Утром услышал во дворе удары по мячу, голоса ребят и подумал: она там! Выглянул в окно — там играли парни. Он не вышел к ним, а парни вскоре разбежались, чтобы поспеть на работу. Ему предстоял долгий, долгий день ожидания. Да, ждать и, когда она придет вечером, отвести ее от подруг и сказать, что теперь она вольна поступить с ним как ей захочется.
И вот пришел вечер.
Все это время, пока они играли, он просидел на веранде. Уже начало темнеть, и девушки то и дело теряли мяч, с досадой вопили, но еще яростнее продолжали играть. Будь это вчера еще, он бы крикнул: эй, шантрапа, дуйте-ка домой! Он терпеливо просидел до той минуты, пока они не стали расходиться. Тогда он спустился с веранды и тоже пошел к воротам, сжав губы, насупившись, — вид у него, наверное, был слишком суровый, так что ее подружки поспешно выскользнули за ворота. Он заступил ей дорогу и сказал, прямо глядя в ее разгоряченное лицо:
— Вы прочитали мое письмо?
— Да, — ответила она. — Откуда вы знаете мое имя?

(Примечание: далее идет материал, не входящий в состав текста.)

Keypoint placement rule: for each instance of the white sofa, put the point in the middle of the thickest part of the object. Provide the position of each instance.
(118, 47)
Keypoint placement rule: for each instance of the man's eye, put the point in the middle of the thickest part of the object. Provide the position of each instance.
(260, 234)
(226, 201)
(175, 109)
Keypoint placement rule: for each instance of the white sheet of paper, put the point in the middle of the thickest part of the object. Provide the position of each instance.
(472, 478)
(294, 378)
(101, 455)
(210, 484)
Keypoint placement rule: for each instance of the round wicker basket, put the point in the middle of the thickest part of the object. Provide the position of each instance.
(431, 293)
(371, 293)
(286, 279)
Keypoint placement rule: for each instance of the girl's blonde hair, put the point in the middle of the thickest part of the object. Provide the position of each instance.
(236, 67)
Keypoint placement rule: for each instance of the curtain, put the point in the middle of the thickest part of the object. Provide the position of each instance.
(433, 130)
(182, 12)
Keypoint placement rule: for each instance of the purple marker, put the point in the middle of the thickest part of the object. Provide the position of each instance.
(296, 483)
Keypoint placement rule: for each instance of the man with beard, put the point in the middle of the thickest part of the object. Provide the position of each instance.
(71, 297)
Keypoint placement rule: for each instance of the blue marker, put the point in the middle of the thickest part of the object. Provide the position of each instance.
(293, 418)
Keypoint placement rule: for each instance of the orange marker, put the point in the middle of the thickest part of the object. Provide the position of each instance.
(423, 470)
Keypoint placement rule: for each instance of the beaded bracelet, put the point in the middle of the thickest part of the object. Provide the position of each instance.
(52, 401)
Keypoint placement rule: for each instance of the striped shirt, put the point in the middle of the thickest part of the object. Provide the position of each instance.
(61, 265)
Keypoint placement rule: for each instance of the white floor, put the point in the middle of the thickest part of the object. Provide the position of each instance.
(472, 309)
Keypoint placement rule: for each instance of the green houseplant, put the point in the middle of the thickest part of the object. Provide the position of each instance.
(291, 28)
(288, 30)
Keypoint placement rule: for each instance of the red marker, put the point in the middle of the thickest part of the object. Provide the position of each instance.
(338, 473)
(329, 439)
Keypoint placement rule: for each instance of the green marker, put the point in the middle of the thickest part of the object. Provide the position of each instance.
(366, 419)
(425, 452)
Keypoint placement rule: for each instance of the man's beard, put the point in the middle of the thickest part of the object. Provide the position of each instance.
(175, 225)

Он растерялся, потому что, во-первых, не знал по имени ни одну из них, а во-вторых, ему казалось, что он всегда знал, как ее зовут.
— Я всегда знал, — так он и ответил.
— Знали, а всегда кричали: чернушка… — Она смотрела в промежуток между ним и стояком ворот, как бы нацеливаясь пробежать. Девчонки на улице еще ждали ее.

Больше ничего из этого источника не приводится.